My two know when they hear the chopping in the kitchen.... they just know! I always give them the ends rather than throwing them away, they love it - they sit paitently waiting!


----------



## LolaLulu (Apr 15, 2012)

My two are 5 months and also love carrots. I give them a half one each but they always end up swapping over. They play with them first but iIt occupies them for a while.


----------



## Turi (Jun 28, 2011)

Sam1 said:


> Are you back yet turi? How was your holiday? Did you both survive little miss safi? X


Hi Sam!

Yes, I am back. We missed Saffi like CRAZY and have discussed getting her a pet passport and taking a trip to the South of France next year instead of leaving her. However, Sue (Mogdog) took such good care of her and it’s clear that Saffi and Bess really hit it off. 

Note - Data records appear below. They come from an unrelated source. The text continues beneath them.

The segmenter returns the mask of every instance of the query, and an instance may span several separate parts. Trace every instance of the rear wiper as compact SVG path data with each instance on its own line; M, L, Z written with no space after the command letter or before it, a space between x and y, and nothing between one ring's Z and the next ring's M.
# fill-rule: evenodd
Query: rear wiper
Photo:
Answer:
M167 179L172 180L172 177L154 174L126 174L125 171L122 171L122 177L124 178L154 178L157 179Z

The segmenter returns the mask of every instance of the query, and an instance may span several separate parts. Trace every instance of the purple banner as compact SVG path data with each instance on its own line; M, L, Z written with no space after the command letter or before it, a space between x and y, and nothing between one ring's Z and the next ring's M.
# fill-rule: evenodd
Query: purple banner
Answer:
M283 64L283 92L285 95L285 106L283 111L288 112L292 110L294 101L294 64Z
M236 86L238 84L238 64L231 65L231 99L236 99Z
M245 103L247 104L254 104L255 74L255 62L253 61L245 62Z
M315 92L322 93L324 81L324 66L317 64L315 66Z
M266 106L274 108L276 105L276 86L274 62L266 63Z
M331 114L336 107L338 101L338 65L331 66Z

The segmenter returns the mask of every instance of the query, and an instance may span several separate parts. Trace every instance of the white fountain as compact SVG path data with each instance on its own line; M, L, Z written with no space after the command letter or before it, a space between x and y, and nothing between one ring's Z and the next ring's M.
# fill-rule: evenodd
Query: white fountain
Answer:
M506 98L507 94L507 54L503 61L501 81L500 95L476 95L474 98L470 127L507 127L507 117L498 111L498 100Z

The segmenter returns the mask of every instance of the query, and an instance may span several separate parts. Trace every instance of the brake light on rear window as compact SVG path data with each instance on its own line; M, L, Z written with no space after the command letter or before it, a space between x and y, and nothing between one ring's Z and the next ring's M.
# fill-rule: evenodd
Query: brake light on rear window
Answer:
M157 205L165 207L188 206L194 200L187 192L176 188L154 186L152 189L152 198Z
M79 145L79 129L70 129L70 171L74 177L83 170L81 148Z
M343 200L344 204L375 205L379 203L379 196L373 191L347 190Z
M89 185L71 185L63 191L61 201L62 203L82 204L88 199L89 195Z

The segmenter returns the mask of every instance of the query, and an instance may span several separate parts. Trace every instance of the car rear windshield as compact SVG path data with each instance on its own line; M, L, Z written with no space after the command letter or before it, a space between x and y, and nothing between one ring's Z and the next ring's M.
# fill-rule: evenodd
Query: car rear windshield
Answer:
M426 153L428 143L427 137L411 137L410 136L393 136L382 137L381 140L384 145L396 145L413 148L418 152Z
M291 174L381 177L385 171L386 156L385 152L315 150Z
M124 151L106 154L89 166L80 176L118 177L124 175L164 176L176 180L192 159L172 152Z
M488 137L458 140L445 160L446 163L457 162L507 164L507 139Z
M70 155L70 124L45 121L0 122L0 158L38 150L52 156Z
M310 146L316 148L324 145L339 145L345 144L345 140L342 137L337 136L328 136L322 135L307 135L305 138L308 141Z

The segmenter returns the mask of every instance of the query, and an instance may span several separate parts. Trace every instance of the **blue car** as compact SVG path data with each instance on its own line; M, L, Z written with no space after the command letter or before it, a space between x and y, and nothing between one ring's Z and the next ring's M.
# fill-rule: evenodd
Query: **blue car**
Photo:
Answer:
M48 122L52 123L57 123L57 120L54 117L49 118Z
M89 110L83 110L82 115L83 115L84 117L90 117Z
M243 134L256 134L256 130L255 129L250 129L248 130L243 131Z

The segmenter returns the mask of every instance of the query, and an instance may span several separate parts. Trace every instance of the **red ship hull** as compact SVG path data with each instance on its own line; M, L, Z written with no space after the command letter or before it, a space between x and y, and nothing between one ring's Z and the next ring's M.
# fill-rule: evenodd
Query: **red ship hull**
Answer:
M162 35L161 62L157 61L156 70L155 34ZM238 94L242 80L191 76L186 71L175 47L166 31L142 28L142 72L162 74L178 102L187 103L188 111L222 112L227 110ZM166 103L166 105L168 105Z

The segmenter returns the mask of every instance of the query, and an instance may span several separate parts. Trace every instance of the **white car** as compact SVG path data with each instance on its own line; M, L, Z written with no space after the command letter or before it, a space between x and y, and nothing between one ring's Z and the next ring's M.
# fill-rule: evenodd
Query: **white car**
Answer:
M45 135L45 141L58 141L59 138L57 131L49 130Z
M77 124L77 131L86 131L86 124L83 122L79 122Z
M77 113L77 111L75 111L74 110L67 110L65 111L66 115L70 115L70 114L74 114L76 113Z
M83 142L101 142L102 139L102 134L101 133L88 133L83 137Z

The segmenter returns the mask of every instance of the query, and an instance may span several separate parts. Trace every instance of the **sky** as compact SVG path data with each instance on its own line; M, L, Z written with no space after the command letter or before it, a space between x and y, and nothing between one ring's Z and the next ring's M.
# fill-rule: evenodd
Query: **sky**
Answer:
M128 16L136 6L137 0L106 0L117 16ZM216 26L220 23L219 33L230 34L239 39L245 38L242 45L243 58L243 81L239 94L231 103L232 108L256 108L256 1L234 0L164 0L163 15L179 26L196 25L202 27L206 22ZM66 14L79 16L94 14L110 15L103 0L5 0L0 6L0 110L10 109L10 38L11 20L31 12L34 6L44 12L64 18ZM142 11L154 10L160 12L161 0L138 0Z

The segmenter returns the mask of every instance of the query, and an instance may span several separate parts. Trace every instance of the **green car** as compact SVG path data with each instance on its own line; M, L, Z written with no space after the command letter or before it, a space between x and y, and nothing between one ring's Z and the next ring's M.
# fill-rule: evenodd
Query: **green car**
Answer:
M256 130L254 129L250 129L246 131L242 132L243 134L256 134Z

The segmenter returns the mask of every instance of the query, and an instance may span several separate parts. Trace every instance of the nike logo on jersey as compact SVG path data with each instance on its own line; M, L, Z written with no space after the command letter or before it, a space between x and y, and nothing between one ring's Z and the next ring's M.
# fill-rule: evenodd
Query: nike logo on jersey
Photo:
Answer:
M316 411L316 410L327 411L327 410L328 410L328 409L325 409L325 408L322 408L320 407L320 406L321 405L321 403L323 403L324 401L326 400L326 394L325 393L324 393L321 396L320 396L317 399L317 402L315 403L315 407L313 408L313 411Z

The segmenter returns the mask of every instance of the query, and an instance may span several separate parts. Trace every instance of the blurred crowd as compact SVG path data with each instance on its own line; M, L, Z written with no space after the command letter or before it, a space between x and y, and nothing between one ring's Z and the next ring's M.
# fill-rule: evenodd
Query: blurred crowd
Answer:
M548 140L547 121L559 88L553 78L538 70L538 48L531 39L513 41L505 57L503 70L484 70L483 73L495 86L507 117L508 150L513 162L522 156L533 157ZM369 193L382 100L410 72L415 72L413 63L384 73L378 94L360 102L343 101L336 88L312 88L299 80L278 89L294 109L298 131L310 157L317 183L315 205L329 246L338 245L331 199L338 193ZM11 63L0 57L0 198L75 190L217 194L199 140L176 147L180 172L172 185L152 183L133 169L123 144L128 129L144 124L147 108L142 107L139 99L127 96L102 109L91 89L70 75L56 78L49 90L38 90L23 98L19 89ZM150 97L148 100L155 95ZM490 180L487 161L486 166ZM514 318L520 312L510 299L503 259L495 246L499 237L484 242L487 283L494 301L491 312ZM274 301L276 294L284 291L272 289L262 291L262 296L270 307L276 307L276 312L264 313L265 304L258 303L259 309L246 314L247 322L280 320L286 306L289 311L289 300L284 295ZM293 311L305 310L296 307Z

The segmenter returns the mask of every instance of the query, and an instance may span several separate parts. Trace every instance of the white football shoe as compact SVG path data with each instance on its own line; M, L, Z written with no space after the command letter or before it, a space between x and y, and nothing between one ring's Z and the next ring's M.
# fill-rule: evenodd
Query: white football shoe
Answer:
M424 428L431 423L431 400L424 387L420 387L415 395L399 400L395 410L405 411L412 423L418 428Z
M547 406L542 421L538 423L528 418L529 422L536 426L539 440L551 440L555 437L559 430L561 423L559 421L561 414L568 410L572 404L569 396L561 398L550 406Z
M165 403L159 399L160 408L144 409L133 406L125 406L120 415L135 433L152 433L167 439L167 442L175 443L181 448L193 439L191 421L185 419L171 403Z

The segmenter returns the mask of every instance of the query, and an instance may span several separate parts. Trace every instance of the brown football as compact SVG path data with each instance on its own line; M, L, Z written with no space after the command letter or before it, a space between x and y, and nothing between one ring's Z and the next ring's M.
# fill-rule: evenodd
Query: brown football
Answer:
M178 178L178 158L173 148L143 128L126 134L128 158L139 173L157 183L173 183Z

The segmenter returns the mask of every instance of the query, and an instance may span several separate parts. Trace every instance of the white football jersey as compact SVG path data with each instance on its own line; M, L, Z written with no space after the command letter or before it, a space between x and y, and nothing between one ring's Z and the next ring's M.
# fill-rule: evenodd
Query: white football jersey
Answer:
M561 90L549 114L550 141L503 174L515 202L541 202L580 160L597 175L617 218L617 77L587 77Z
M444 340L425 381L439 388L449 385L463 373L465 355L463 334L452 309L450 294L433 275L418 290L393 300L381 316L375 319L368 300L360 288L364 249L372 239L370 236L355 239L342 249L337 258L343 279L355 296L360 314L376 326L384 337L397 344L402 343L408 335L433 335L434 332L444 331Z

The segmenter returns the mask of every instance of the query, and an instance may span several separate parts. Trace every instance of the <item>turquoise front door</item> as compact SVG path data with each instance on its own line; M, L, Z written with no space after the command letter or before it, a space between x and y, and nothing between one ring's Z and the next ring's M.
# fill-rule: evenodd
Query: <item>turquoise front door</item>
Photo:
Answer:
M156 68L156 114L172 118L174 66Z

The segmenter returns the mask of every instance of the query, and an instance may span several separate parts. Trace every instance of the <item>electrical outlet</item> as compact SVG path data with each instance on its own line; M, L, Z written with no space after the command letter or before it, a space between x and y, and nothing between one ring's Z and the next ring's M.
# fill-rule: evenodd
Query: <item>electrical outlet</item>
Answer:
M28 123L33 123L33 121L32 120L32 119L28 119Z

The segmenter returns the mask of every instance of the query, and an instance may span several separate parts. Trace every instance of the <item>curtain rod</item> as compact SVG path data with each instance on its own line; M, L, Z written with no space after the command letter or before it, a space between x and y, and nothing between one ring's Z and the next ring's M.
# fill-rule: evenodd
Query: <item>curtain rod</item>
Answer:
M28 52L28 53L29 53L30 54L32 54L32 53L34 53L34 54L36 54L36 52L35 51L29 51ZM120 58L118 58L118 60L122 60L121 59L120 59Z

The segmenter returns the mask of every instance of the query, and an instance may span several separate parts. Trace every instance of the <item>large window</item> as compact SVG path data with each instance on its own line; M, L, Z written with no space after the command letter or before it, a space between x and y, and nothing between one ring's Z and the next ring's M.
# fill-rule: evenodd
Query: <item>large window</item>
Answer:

How is your puppy wait going?! 

x


----------



## Scarlett (Dec 15, 2011)

Scarlett absolutely loves carrots! I did put them in the freezer for her when she was teething, but now that she is done, I give one to her as a treat once in a while.


----------



## Carolyne (Mar 13, 2012)

Thanks for all the comments. Mollie loves her carrots ... and it stops her nipping at us!


----------



## JoJo (Mar 2, 2011)

Carolyne said:


> Thanks for all the comments. Mollie loves her carrots ... and it stops her nipping at us!


Exactly .. it keeps these chewing puppies happy and busy for a while ... 

My puppy is a chewer, so I am always looking for new things to keep her busy, better than biting my furniture  carrots, antler bar, pigs ear... I have also made my own tug toys and put them in the freezer ... nice cold tug toy to play with


----------



## mariag (Jun 19, 2011)

Oakley loves carrots. He eats them in chunks & I cut them up for training treats too


----------